Postmortem for incident on 16.04.2020
Yesterday, April 16th, between 19:29 and 19:59 UTC we rejected some of our incoming traffic due to an overload situation after a data center failover.
At 18:45 UTC we saw hardware failures for multiple machines in one of our Frankfurt data centers. At first it seemed like a minor issue as backup machines jumped in to replace failed ones. As the error started to cascade we made the decision to move all traffic away from the affected data center.
At 19:15 UTC we started to reroute all traffic to our remaining locations in Amsterdam, Los Angeles and Frankfurt. Due to the COVID-19 crisis we are currently seeing traffic up to 25% higher than average. This put the remaining data centers under severe pressure.
At 19:29 UTC we began to see an overload failure cascading from one data center to another.
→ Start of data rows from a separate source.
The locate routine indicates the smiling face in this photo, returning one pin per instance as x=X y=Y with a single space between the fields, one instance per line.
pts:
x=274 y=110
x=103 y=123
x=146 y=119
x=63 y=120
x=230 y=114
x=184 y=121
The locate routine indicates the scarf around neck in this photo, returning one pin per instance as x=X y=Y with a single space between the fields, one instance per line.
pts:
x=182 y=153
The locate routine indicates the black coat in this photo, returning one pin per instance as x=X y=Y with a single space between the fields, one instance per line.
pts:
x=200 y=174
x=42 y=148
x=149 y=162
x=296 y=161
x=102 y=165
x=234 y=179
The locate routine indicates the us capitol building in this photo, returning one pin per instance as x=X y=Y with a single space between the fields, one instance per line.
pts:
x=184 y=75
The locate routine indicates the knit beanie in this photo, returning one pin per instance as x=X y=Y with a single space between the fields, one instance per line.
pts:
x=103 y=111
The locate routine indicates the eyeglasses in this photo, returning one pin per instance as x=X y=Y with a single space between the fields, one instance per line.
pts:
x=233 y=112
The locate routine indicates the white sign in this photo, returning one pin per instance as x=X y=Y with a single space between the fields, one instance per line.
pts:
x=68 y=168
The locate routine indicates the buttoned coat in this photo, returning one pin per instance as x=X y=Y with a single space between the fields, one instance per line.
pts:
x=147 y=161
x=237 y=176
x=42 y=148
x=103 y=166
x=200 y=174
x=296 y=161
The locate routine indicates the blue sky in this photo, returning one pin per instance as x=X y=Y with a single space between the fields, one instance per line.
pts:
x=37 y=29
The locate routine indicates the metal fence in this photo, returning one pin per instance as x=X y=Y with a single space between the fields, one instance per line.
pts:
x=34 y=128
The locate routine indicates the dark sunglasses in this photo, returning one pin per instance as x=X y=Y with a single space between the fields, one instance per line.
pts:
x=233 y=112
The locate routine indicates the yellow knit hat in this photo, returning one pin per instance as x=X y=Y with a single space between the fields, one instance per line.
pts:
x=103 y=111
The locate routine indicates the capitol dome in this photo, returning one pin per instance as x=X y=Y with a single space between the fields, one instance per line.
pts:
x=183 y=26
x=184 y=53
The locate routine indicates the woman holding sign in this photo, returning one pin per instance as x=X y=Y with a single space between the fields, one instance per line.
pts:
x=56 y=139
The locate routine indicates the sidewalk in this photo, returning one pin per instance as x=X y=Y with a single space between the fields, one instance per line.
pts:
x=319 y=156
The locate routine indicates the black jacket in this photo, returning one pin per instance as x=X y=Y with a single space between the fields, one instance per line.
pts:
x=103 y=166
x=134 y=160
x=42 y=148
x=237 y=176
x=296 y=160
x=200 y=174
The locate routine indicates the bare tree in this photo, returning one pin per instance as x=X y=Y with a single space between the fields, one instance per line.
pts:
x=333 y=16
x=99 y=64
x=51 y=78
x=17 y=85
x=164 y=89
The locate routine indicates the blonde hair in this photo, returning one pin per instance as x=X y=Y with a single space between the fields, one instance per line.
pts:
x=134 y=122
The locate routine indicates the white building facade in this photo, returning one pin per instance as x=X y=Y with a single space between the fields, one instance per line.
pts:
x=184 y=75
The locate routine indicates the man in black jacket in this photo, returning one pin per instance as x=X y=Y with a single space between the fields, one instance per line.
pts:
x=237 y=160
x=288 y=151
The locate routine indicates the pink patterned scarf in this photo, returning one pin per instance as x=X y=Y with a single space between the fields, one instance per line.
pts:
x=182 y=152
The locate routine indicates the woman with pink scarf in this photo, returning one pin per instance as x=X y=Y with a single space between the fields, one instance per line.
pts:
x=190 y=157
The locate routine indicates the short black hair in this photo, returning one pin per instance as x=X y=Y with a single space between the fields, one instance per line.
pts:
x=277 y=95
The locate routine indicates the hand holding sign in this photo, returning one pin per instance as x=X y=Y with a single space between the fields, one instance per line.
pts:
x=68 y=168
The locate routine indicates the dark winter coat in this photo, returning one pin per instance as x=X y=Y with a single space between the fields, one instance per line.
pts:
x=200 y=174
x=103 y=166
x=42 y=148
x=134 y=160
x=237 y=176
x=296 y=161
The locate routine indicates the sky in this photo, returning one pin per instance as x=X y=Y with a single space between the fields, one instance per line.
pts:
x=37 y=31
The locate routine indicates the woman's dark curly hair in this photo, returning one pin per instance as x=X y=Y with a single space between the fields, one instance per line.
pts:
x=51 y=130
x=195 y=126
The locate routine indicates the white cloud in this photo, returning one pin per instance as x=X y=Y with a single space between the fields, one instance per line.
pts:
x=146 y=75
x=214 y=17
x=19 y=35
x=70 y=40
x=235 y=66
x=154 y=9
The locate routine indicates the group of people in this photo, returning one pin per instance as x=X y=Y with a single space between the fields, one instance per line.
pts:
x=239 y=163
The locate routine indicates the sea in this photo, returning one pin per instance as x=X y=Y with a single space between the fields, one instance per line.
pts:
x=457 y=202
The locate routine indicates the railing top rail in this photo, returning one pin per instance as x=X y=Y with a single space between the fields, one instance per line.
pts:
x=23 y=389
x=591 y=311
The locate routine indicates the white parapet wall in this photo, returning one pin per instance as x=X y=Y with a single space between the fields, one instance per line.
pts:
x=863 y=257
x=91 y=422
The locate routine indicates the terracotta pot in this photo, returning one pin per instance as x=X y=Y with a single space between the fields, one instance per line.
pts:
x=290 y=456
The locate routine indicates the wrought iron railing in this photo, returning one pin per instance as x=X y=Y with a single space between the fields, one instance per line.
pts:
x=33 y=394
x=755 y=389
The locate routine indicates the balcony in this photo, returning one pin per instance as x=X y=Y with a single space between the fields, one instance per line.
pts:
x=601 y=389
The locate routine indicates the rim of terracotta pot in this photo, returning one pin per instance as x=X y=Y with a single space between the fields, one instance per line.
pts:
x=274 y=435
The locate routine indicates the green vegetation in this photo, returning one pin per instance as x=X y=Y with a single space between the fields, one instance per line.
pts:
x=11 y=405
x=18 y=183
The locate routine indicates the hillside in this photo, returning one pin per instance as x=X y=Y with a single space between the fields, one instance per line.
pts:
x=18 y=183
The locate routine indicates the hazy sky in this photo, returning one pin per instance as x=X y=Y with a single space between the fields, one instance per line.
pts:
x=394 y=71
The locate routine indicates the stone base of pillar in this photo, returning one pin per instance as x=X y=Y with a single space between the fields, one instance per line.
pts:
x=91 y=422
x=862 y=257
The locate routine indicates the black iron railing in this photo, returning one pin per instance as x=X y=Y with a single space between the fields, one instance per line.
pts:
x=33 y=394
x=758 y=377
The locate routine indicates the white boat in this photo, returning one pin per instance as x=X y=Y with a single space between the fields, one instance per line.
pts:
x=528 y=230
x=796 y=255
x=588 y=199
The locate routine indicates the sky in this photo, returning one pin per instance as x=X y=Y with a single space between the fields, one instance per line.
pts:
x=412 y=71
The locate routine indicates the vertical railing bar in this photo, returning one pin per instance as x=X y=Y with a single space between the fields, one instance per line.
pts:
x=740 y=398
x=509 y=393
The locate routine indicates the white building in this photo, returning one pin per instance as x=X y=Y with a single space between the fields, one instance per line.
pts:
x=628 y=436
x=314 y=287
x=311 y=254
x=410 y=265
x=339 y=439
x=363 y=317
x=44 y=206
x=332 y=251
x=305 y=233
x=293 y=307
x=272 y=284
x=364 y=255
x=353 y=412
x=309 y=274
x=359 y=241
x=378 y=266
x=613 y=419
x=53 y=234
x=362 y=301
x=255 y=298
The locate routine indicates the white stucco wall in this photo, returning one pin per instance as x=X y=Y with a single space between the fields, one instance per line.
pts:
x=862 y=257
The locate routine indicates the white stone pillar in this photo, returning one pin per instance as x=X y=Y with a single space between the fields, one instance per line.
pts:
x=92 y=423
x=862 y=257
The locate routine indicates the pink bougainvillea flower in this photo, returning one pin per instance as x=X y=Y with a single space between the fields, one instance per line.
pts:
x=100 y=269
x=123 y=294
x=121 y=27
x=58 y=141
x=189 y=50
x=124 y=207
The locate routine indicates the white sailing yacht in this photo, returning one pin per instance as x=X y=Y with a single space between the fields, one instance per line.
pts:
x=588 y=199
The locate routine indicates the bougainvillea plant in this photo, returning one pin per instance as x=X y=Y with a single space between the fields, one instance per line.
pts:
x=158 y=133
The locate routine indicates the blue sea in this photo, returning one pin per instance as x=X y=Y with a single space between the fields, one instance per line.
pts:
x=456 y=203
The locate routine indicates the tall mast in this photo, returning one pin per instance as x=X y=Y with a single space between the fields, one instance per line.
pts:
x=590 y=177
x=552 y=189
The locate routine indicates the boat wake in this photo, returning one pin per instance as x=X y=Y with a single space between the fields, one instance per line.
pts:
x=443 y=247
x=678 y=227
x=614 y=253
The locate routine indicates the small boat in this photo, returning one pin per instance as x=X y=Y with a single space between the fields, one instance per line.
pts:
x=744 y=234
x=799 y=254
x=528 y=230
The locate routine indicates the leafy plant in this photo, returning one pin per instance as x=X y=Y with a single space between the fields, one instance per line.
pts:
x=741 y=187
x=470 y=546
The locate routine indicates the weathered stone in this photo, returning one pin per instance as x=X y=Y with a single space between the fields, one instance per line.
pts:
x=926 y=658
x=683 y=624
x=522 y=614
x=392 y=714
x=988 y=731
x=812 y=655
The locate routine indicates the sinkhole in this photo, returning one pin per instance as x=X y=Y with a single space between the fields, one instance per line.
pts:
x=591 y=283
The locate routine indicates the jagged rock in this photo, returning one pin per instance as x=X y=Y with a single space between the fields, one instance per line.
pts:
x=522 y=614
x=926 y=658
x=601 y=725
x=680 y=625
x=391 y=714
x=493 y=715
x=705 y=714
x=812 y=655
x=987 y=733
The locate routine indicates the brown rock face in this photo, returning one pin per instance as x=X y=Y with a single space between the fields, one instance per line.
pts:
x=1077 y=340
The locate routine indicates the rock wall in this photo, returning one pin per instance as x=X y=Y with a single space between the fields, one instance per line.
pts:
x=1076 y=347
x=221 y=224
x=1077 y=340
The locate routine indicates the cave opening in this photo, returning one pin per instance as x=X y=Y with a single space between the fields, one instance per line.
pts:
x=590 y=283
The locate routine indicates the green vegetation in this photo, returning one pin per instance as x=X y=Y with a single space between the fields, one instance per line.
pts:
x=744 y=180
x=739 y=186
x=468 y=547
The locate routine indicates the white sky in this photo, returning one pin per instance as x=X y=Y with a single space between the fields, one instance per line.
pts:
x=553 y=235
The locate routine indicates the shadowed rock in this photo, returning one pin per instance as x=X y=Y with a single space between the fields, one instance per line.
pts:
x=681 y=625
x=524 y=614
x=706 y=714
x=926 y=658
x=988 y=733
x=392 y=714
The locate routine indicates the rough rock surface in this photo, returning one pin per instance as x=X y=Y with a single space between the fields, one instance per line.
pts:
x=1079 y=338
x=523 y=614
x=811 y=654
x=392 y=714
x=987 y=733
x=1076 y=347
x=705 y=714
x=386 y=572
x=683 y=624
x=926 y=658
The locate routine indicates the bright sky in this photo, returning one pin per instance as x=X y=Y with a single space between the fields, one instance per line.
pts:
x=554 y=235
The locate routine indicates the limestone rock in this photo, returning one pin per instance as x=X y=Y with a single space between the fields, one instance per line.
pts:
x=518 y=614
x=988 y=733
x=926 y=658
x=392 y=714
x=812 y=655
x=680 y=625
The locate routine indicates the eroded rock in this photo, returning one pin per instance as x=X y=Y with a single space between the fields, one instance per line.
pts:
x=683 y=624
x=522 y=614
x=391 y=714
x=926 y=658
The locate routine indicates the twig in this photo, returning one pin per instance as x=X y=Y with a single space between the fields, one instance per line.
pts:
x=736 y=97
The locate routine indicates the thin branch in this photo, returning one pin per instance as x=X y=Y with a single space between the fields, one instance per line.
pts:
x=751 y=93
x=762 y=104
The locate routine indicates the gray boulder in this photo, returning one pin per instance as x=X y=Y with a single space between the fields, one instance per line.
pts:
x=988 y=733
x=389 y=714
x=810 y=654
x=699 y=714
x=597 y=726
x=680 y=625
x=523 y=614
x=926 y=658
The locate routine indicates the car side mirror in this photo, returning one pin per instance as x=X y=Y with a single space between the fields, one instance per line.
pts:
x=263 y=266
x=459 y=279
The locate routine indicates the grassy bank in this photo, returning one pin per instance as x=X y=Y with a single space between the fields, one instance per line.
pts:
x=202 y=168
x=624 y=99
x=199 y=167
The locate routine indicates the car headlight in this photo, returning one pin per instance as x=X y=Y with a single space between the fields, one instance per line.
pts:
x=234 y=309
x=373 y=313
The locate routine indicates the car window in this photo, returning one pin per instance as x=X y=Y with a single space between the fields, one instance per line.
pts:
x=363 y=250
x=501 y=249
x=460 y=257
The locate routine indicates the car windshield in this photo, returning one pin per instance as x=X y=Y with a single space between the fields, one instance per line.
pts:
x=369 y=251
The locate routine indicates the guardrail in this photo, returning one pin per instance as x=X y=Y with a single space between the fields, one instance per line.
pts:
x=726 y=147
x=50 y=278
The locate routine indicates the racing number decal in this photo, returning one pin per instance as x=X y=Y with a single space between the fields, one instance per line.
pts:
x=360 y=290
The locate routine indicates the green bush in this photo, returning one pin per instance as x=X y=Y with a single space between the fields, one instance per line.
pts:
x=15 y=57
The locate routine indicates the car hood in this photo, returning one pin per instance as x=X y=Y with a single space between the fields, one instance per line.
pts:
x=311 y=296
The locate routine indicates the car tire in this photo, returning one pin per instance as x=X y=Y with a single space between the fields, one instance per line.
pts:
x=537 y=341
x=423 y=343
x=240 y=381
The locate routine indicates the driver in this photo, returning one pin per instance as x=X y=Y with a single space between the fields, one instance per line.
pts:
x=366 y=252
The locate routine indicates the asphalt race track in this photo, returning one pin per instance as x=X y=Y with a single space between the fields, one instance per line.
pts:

We began to reduce the incoming traffic by delaying event data from the SDK. This stabilized our load issues.
At 19:59 UTC we had successfully fixed all configuration issues and tracked all incoming traffic again.
By 21:40 UTC we had restored access to the dashboard and the KPI services.
We have also been replaying the previously delayed SDK data and allowed partners to replay their clicks and impressions to fix any missing attributions.
At the moment we are working with all major partners to double check if all data is consistent and replay additional data if necessary.
To avoid any such chain of events in the future, we will increase our reserves in hardware. Delivery of new servers will start next week. Specifically, we will increase our SSL offloaders by 60% and our backend servers by 25% in Europe and 87% in the US.
We sincerely apologize for any inconvenience this incident may have caused you. We are committed to provide you the highest uptime possible and continuously improve our processes and systems.